All of the following are true of credit life EXCEPT
A. The creditor is the policyowner.
B. The insured names the beneficiary.
C. The death benefit cannot exceed the amount of the loan.
D. The premium payment is included in the loan payment.
The Correct Answer and Explanation is:
The correct answer is B. The insured names the beneficiary.
Explanation:
Credit life insurance is a type of life insurance policy designed to pay off a borrower’s debt in the event of their death. The main purpose of credit life insurance is to ensure that the loan balance is settled upon the borrower’s death, preventing any financial burden on the borrower’s estate or family. However, it differs from traditional life insurance in several key ways:
- A. The creditor is the policyowner.
This is true. In credit life insurance, the creditor (the lender or financial institution) is typically the policyowner and the beneficiary. This means that the creditor controls the policy, not the insured. The creditor purchases the policy to cover the loan balance, ensuring that the loan will be repaid if the borrower dies. The borrower is the insured, but they do not own the policy. - B. The insured names the beneficiary.
This statement is false and the correct answer. In credit life insurance, the borrower (the insured) does not name the beneficiary. The creditor (the lender) is the beneficiary of the policy. If the borrower dies, the creditor receives the death benefit to pay off the outstanding loan balance. The borrower does not have control over the beneficiary designation, as the purpose of the policy is to protect the creditor, not the borrower’s family. - C. The death benefit cannot exceed the amount of the loan.
This is true. The death benefit in credit life insurance is typically designed to match the loan amount. It will never exceed the balance of the loan, as the purpose is to cover the debt in full. Once the debt is paid, there is no additional benefit to the beneficiary since the loan is settled. - D. The premium payment is included in the loan payment.
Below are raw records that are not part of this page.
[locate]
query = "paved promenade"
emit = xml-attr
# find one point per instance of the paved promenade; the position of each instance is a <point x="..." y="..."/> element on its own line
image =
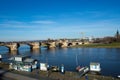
<point x="4" y="73"/>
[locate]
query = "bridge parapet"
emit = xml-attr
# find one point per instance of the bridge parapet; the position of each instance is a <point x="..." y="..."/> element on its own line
<point x="51" y="45"/>
<point x="34" y="45"/>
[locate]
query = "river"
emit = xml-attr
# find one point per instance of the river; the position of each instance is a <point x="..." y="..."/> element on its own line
<point x="109" y="58"/>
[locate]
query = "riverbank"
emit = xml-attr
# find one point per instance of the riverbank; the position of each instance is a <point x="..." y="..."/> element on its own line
<point x="96" y="45"/>
<point x="48" y="75"/>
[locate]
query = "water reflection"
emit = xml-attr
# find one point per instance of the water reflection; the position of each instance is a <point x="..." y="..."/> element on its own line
<point x="14" y="52"/>
<point x="35" y="51"/>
This is true. In many cases, the premium for credit life insurance is included in the monthly loan payments. The borrower does not pay for the insurance separately but rather has it embedded in their regular loan repayment. This can make it easier for the borrower to manage but means the borrower is effectively paying for the insurance through the loan’s interest rate and terms.
Thus, the main point to remember is that credit life insurance does not allow the borrower to designate a beneficiary; the creditor is the beneficiary.